I went to see the apartment later that afternoon, and when I did, I was greeted by a frail woman in her mid-sixties, crowned with a mop of graying, disorganized hair. But the apartment.
Oh
, the apartment. It was the home of my dreams, of
all
our dreams: a Cosby-esque, two-story brownstone complete with back deck and vaulted ceilings. The living room featured a bay window alongside a series of ornate sconces, and in the kitchen—the separate sit-down kitchen—a Restoration Hardware Farmhouse Collection table. The bedroom itself, the one I hoped to rent, was huge. It could have fit ten air mattresses, and came complete with its own private bathroom.

It was the Caesars Palace to my shack of a previous abode. More to the point, it was magnificent enough to make up for the presence of another roommate. And not just any other roommate: Diabetic Jan. She could’ve answered the door with a loaded gun and shouted, “Forget my diabetes! How’s about Russian roulette?!” and still: I would have begged to live there.

I assumed Park Slope had a higher happiness standard than the East Village. I based this assumption on the fact that Park Slope was, quite simply, a prettier place to be. The East Village had some good blocks; Park Slope had all good blocks. There were more trees, more cute coffee shops. Fewer frat boys at the bars, fewer heroin addicts in the parks. If I lived in Park Slope, I would live near a beautiful corner market. I would go there every morning to buy organic produce, and I would cook it in Jan’s gorgeous, sit-down kitchen every night. In time, I’d start to run. Prospect Park was nearby, and its proximity would inspire me. I’d be on the Park Slope diet of outdoor running and organic produce, and I’d become altogether more fabulous than I’d been on my East Village diet of jerky and rage.

I was therefore lucky that Jan liked me as much as I liked Jan’s apartment. She offered it to me on the basis of my hair.

“I like it,” Jan had said. “It’s funny like a wig.”

And I accepted the offer despite the nagging sense that being offered an apartment on the basis of one’s hair
does
tend to indicate that one is gaining an unstable landlord. Jan’s instability was something I thought I could handle, however, and that is because I thought real estate could buy happiness. Jan may have been a far cry from my gal-pal roommate fantasy, but you know what? So was everyone else. At least Jan had a bay window and an expensive kitchen table. At least Jan was not Tomas.

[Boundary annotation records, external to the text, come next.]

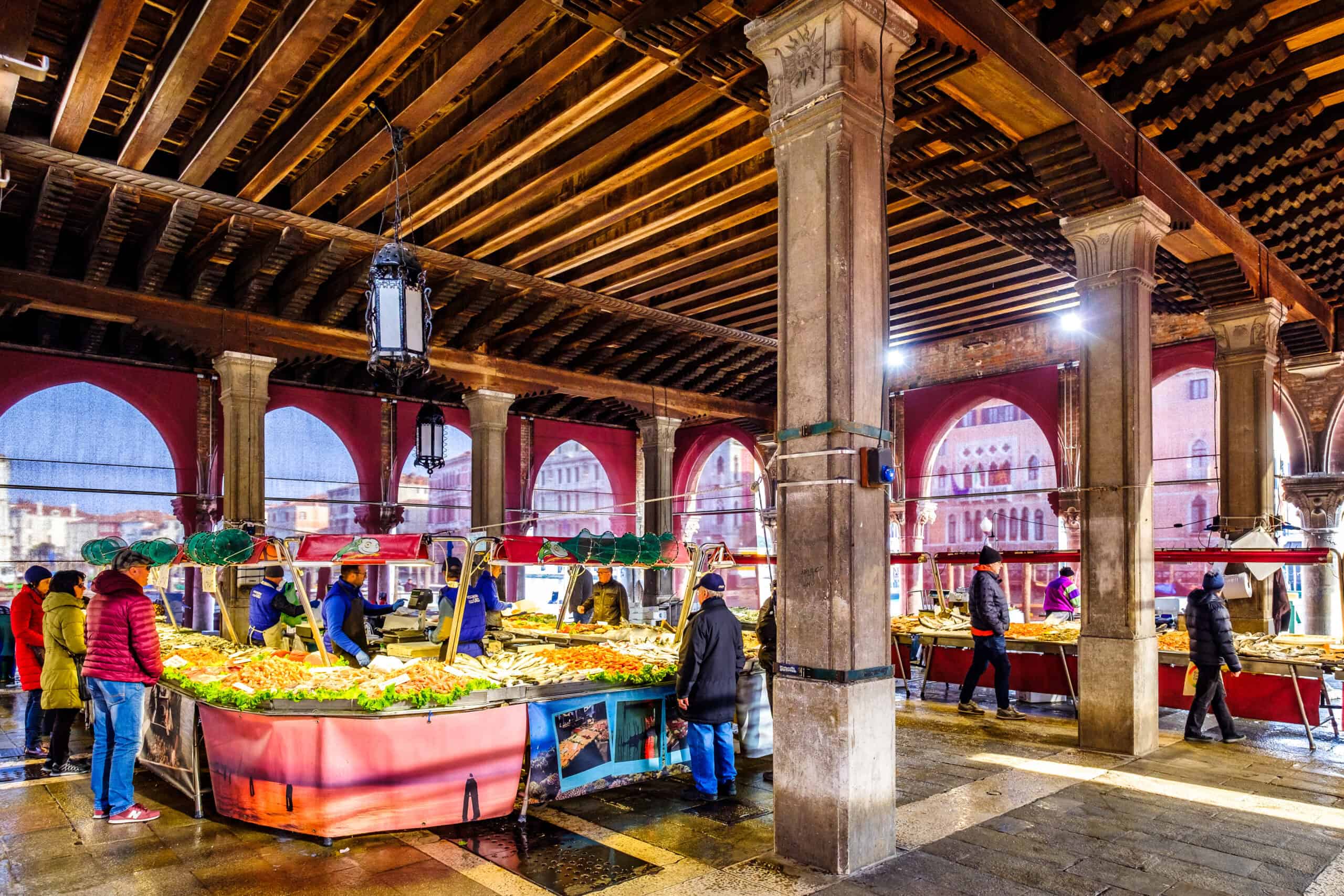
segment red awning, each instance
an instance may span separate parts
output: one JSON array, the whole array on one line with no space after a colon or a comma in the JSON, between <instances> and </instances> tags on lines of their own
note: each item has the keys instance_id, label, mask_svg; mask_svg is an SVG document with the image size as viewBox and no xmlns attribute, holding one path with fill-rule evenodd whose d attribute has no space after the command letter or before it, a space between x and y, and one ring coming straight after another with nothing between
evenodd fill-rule
<instances>
[{"instance_id":1,"label":"red awning","mask_svg":"<svg viewBox=\"0 0 1344 896\"><path fill-rule=\"evenodd\" d=\"M305 535L294 563L429 563L422 535Z\"/></svg>"}]
</instances>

We shook hands and signed a few papers. We settled on a move-in date.

I was excited by the prospect of my new apartment. At the same time, though, I felt a minor apprehension. I blamed this apprehension on three unanswered questions:

Why does Jan mention her diabetes all the time?

How did someone so seemingly bizarre afford such a nice kitchen table?

Why did Jan pick a new tenant on the basis of said tenant’s hair?

Asking these questions is fun, but getting the answers is less so. But that’s what roommatehood is all about, right? You think, What the fuck is
your
problem? and then get your answer.

QUESTION:
Why did Jan mention her diabetes all the time?

ANSWER:
Jan mentioned her diabetes all the time because doing so manipulated certain spineless individuals into doing things for her she could easily have done herself.

I didn’t know much about diabetes at the time other than that it sometimes involved orange juice. I thought it was like rheumatoid arthritis insofar as it severely limited movement. And that was because Jan presented it that way. And
that
was how I wound up washing her back. I washed it nine times in the nine months that we lived together. The first time she asked, the request had followed a string of others, and I’d been thrown too off guard to tell her no. I’d been asked to roast a chicken, snake a toilet, and fix her television set.